1. The only general ground relied on in this court by the defendant is that the verdict was not supported by evidence. The evidence, though in conflict, supported the verdict found by the jury, and would have authorized the recovery of even a larger amount.
2. The fourth ground of the motion for new trial complains that the trial judge erred in denying a motion of defendant's counsel to declare a mistrial, and in the event a mistrial was not declared, to exclude the testimony of certain witnesses. The motion was phrased: "Let the record show that I am now making a formal objection to the court that on information which has been disclosed to the court on inquiry from counsel for the defendant by Mr. Kitchings that he did go out during a recess and talk to the two witnesses subpoenaed by him and who were put under the rule of sequestration by his request, as were all the witnesses. He talked to them involving a material point in the trial and that is the number of yards of fill dirt that a particular truck will carry of Mr. Lanier's on the job, and on that basis we have moved for a mistrial on the grounds that we feel that it involved a material point and it has been highly prejudicial to the defendants, and secondly, we make another motion that if a mistrial is not declared that the witnesses not be permitted to take the stand."
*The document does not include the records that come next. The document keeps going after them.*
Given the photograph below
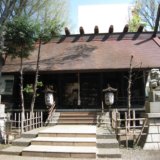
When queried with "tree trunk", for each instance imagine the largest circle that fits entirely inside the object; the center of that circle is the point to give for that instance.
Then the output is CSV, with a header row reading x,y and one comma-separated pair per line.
x,y
129,92
21,95
36,80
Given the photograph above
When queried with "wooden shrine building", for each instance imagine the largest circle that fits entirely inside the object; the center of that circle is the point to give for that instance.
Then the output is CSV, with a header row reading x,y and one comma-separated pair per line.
x,y
80,66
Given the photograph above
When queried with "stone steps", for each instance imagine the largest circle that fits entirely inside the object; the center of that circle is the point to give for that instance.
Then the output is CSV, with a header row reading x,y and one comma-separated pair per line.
x,y
107,144
64,141
70,140
73,118
60,151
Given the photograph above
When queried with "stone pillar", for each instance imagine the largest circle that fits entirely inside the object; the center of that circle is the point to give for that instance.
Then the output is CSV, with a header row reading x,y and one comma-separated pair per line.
x,y
2,122
153,134
153,111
The motion was predicated upon the assumption that the conduct of plaintiff's counsel amounted to a violation of Code 38-1703 which prescribes the rule for the sequestration of witnesses.
The purpose of the Code section is to prevent witnesses' hearing the evidence given by each other, so that their testimony will not, through conscious design, or unwitting acceptance of suggestion, fall into a pattern of conformity, and to assure the result that the testimony of each witness is his own version of the facts within his knowledge.
A careful examination of the motion for mistrial and the ground of the motion for new trial discloses no allegation that plaintiff's counsel interviewed either of the witnesses mentioned in the motion in the presence of the other or informed either of them of what the other, or any other witness, had testified or was expected to testify.
The ground does not show error.
3. Ground 5 complains that the trial judge erred in failing to charge the jury on the law of "accord and satisfaction" but does not disclose what instructions on the subject should have been given. The ground is too indefinite to show error. Morgan v. Reeves, 84 Ga. App. 41
(65 S. E. 2d 453), and cit.
4. Ground 6 complains that the verdict is incorrect because it is in excess of the amount the plaintiff claimed was due him. The ground is without merit. The record reveals that the plaintiff recovered less than the amount sued for and no more than the evidence adduced upon the trial authorized. It is true that the plaintiff admitted that he submitted a bill to the defendant for a smaller amount than that for which recovery was prayed and even less than that found by the jury. The plaintiff explained with all necessary clarity that the amount of the bill referred to was only a part of the account owed him by the defendant.